No, you would most likely use templates, not void pointers.  D's template system is far advanced past C++, and I used it to implement my custom allocators.  It works great.

User-defined types are as high performance as builtins as long as the compiler inlines properly.

>
>>  BTW, I made the change to the runtime renaming the function previously known as setCapacity to reserve.  It won't be a property, even if that bug is fixed.
>>  -Steve
>
> That's a bit of a downer, since a capacity property would have nice symmetry with the length property.  I suppose there were good reasons though.  Considering the name change, does that mean reserve can only reserve new space, i.e. it can't free any that's already been allocated?

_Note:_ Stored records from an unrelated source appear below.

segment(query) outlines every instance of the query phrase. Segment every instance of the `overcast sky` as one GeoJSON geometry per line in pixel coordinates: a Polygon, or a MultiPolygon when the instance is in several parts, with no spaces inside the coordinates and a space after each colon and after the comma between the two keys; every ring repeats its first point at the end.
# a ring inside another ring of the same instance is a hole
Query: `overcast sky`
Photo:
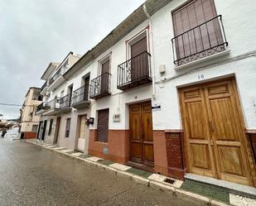
{"type": "MultiPolygon", "coordinates": [[[[84,55],[144,0],[0,0],[0,103],[22,104],[51,61],[84,55]]],[[[0,105],[5,118],[19,107],[0,105]]]]}

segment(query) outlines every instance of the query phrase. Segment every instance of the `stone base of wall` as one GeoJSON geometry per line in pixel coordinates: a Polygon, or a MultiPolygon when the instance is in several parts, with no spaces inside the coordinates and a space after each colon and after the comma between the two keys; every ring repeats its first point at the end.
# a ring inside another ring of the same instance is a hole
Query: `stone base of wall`
{"type": "Polygon", "coordinates": [[[24,139],[36,139],[36,132],[27,132],[24,133],[24,139]]]}
{"type": "Polygon", "coordinates": [[[97,130],[89,130],[89,155],[124,164],[129,158],[129,132],[109,130],[108,143],[96,141],[97,130]]]}

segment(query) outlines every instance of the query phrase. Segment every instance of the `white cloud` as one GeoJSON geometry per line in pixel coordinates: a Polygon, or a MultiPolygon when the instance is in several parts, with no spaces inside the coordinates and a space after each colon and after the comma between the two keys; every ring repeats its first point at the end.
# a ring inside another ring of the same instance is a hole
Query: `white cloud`
{"type": "MultiPolygon", "coordinates": [[[[144,0],[0,0],[0,103],[22,104],[51,61],[96,45],[144,0]]],[[[0,113],[19,108],[0,105],[0,113]]]]}

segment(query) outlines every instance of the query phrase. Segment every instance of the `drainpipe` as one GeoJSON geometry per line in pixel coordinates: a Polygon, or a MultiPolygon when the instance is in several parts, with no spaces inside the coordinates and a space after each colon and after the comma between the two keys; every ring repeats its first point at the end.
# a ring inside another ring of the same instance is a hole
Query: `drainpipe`
{"type": "Polygon", "coordinates": [[[153,35],[152,35],[152,21],[150,14],[147,12],[146,4],[143,4],[143,11],[144,13],[148,19],[148,26],[149,26],[149,49],[151,51],[151,72],[152,72],[152,98],[156,99],[156,86],[155,86],[155,61],[154,61],[154,55],[153,55],[153,35]]]}

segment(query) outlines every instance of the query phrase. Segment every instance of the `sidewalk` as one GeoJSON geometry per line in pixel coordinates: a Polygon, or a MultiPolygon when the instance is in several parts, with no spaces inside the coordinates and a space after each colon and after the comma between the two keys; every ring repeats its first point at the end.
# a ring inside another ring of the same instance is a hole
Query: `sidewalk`
{"type": "Polygon", "coordinates": [[[26,140],[27,143],[36,145],[56,152],[68,158],[78,160],[80,163],[95,166],[99,170],[112,172],[116,175],[128,178],[140,184],[152,187],[166,192],[172,192],[180,198],[189,196],[209,205],[256,205],[256,199],[237,195],[222,188],[186,180],[185,182],[173,180],[158,174],[138,170],[130,166],[114,163],[95,156],[85,155],[82,152],[67,150],[51,144],[45,144],[36,140],[26,140]]]}

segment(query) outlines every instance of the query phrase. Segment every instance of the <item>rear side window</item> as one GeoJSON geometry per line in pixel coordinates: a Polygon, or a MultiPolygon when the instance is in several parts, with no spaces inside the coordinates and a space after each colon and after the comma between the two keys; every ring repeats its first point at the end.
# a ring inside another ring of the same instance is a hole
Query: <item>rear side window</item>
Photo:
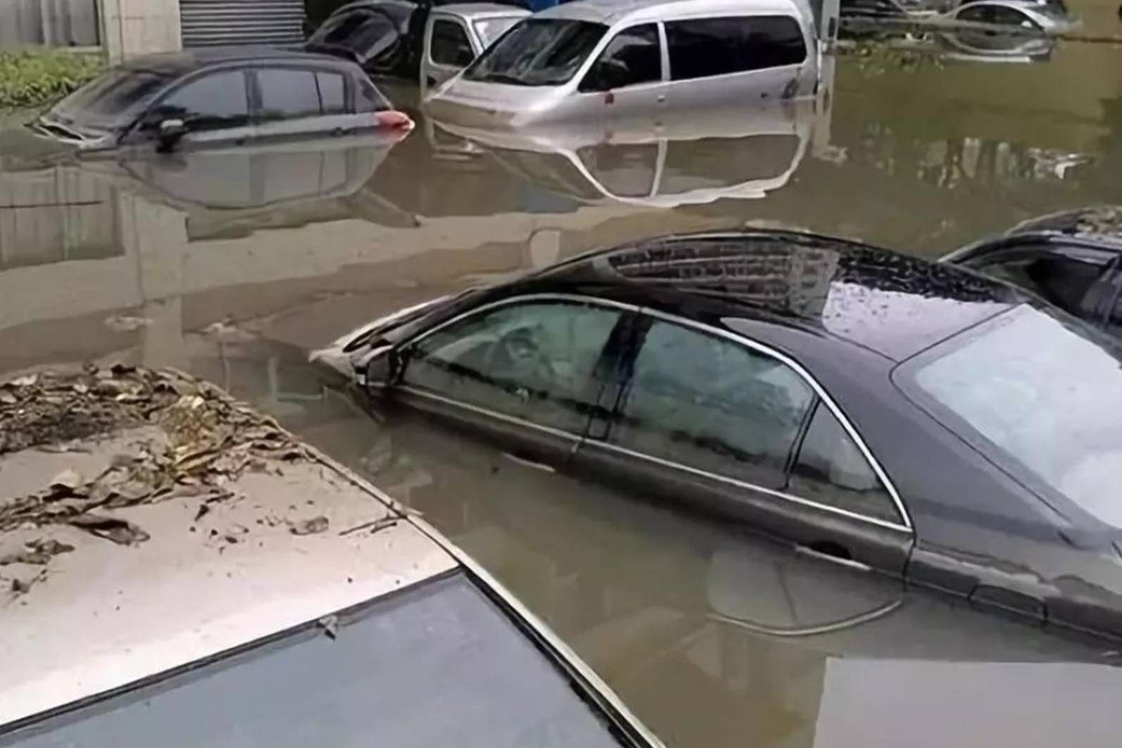
{"type": "Polygon", "coordinates": [[[320,113],[320,91],[311,71],[260,70],[257,86],[264,117],[292,119],[320,113]]]}
{"type": "Polygon", "coordinates": [[[438,20],[432,25],[432,62],[438,65],[467,67],[475,59],[471,43],[463,27],[456,21],[438,20]]]}
{"type": "Polygon", "coordinates": [[[341,73],[316,73],[315,84],[320,89],[320,103],[324,114],[347,112],[347,89],[341,73]]]}
{"type": "Polygon", "coordinates": [[[610,441],[642,454],[781,488],[810,386],[744,345],[655,321],[610,441]]]}
{"type": "Polygon", "coordinates": [[[666,43],[673,81],[797,65],[807,57],[802,29],[789,16],[669,21],[666,43]]]}
{"type": "Polygon", "coordinates": [[[662,80],[662,50],[654,24],[617,34],[580,83],[581,91],[610,91],[662,80]]]}
{"type": "Polygon", "coordinates": [[[892,497],[865,455],[826,405],[819,401],[791,469],[788,490],[826,506],[899,523],[892,497]]]}

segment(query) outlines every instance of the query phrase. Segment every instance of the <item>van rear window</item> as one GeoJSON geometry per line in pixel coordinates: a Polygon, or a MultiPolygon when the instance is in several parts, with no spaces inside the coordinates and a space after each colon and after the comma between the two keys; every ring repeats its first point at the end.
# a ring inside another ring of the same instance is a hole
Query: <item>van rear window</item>
{"type": "Polygon", "coordinates": [[[798,65],[807,58],[802,29],[790,16],[668,21],[666,43],[672,81],[798,65]]]}

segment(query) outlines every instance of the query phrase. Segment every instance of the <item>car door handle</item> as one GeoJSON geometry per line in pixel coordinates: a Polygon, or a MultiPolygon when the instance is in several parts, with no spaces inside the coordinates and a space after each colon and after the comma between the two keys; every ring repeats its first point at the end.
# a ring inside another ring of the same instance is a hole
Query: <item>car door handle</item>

Capacity still exists as a read-only property.  I did like the symmetry, but the point was well taken that the act of setting the capacity was not exact.  It does mean that reserving space can only grow, not shrink.  In fact, the capacity property calls the same runtime function as reserve, just passing 0 as the amount requested to get the currently reserved space.

You can't use capacity to free space because that could result in dangling pointers.  Freeing space is done through the delete keyword.  We do not want to make it easy to accidentally free space.

>   (That makes me wonder:  Out of curiosity, how does the garbage collector know how much space is allocated to a dynamic array or especially to a void pointer?  I suppose it's registered somewhere?)

The GC can figure out what page an interior pointer belongs to, and therefore how much memory that block uses.  There is a GC function to get the block info of an interior pointer, which returns a struct that contains the pointer to the block, the length of the block, and its flags (whether it contains pointers or not).  This function is what the array append feature uses to determine how much capacity can be used.  I believe this lookup is logarithmic in complexity.

-Steve
April 01, 2010
bearophile wrote:
>> How difficult do you think that would be for the compiler devs to implement in the semantic sense?  Assuming it can be done without major hardship or compromising the design of the language, that would be really cool.<
> 
> They are easy to implement. Even the lazy ones. See ShedSkin "compiler".

I figured the eager ones wouldn't be a problem, but I wondered whether the lazy ones might be a pain.  Guess not, so cool. :)

> We can talk about them again for D3. At the moment D2 needs less new features and better implementation/debugging of the already present features.

That's very true...I'm looking forward to Andrei's book, but I can't imagine how he's finishing it on schedule, considering how quickly both the language itself and the compiler are evolving.  If the language specification and reference compiler are both as incomplete, volatile, and partially implemented as they are now, a June release might do some real damage to D's reputation.

As far as D3 goes though:  Obviously nothing about it has really been discussed at length, but is the general idea that it would be another backwards-incompatible overhaul, or is the plan to make D2 the target for backwards compatibility from here on out?